“Vou-me embora, mãe. Não pertenço aqui!”, disse-me ela um
dia. Estava no quarto a preparar uma gigantesca mala de viagem quando eu entrei
e perguntei-lhe o que estava a fazer. Os seus olhos azuis, ainda que traíssem
alguma tristeza, brilhavam de extrema determinação. E essa determinação era
aquilo que definia a minha filha mais nova, Luísa. E quando me deparava com
aquela menina determinada, sentia uma parede a erguer-se, a separá-la de mim.

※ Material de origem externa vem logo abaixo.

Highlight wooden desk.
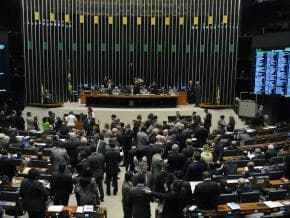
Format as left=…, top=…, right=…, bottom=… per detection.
left=86, top=95, right=177, bottom=108
left=80, top=89, right=101, bottom=104
left=238, top=141, right=286, bottom=151
left=268, top=179, right=290, bottom=187
left=218, top=202, right=270, bottom=213
left=63, top=205, right=108, bottom=218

E
sentia-me um fracasso para com ela. Nunca adivinhara porque é que ela era tão
determinada, ambiciosa e solitária. Aurora havia-me dito que ela não tinha uma
boa relação com as filhas das minhas amigas, e eu nunca acreditei. Só agora me
apercebia do quanto cega fora naquela altura, não vendo a minha menina afastada
daquelas raparigas, tão sozinha, preparando o seu momento de fuga para a
liberdade desde os seis anos.
A minha mais velha estava casada e prestes a dar-me um
neto. E a minha mais nova abria as suas asas para terras longínquas, para longe
de mim. Sempre que pensava nisso, uma dor me afligia. E lembrava-me que eu era
uma má mãe. Uma má mãe que criara filhas perfeitas.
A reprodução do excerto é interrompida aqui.